En cuanto a las innovaciones institucionales, serían en parte similares a la de los modelos federalista y cosmopolita, incluyendo entre otros no sólo el Parlamento Mundial sino también un Consejo Económico, Social y Medioambiental, un sistema de justicia y un ejército internacional reducido y rápido de intervención. Sin embargo, en lugar de un poder ejecutivo unificado se establecería un mecanismo democrático en red para la implementación descentralizada de las decisiones, apoyándose en las nuevas tecnologías para trabajar a distancia de forma simultánea, permanente, efectiva y rápida.

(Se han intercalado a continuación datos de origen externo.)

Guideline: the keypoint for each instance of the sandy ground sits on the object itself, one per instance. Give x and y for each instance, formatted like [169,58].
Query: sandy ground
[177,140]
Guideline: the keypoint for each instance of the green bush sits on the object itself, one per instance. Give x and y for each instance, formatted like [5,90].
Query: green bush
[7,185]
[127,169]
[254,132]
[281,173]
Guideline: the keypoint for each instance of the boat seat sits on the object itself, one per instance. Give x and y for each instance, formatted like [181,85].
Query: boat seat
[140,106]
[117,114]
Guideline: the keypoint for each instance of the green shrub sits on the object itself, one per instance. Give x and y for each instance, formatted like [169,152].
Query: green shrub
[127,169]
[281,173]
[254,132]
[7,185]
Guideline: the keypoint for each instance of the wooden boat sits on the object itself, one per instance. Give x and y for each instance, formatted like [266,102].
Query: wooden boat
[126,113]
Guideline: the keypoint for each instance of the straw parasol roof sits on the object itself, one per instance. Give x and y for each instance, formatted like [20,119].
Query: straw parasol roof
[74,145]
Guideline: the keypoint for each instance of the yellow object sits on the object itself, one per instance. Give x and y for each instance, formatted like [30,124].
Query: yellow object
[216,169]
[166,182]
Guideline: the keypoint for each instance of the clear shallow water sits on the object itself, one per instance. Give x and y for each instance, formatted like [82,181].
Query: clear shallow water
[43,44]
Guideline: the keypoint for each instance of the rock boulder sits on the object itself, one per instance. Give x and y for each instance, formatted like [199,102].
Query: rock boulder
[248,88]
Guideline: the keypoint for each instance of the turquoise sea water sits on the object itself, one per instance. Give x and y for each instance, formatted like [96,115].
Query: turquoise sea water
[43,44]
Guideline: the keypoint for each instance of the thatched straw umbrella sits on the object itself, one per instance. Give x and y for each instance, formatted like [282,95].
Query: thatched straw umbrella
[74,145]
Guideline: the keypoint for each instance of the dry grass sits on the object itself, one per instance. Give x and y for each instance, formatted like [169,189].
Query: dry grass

En la base jurídica de este modelo, una Constitución Mundial definiría los objetivos comunes como, por ejemplo, luchar contra la pobreza y la exclusión, establecer las libertades y la dignidad, alcanzar una paz justa y respetuosa de los derechos humanos y crear las condiciones de un poder legítimo. A continuación, un sistema de regulación organizado en contratos sociales basados en el conjunto de derechos cívicos, políticos, sociales, económicos, culturales y ambientales, así como contratos sociales y otras reglas más específicas, formando parte de una arquitectura jurídica unificada, definirían un trabajo sistemático de cooperación entre agencias y organizaciones autónomas e interdependientes a la vez. El mismo tipo de cooperación regular se organizaría entre las instituciones mundiales y las otras escalas del territorio, corresponsabilizándose del bien público junto a bloques regionales, Estados, autoridades locales, ciudadanía, sociedad civil y diversas instituciones sectoriales y profesionales. Todo ello conduciría a un reparto efectivo de la soberanía entre escalas. Finalmente se desarrollarían auditorías ciudadanas permanentes de todas las instituciones, aplicando instrumentos de medición de transparencia, responsabilidad, participación y dinamismo institucional.
Como resultado, estaríamos hablando de una democracia mundial híbrida (directa, deliberativa y representativa), capaz de usar diferentes procedimientos para diferentes tipos de acciones y de toma de decisiones. Por otro lado, la participación y la subsidiariedad permitirían abordar abierta y legítimamente otros aspectos necesarios para el progreso de la humanidad tales como una “democracia económica” como alternativa al capitalismo, una “democracia ecológica” como alternativa al actual modelo de crecimiento depredador, y una “democracia cultural”, capaz de armonizar el desarrollo plural de cada civilización y cada pueblo con el pleno desarrollo de los derechos humanos y de valores éticos comunes consensuados interculturalmente.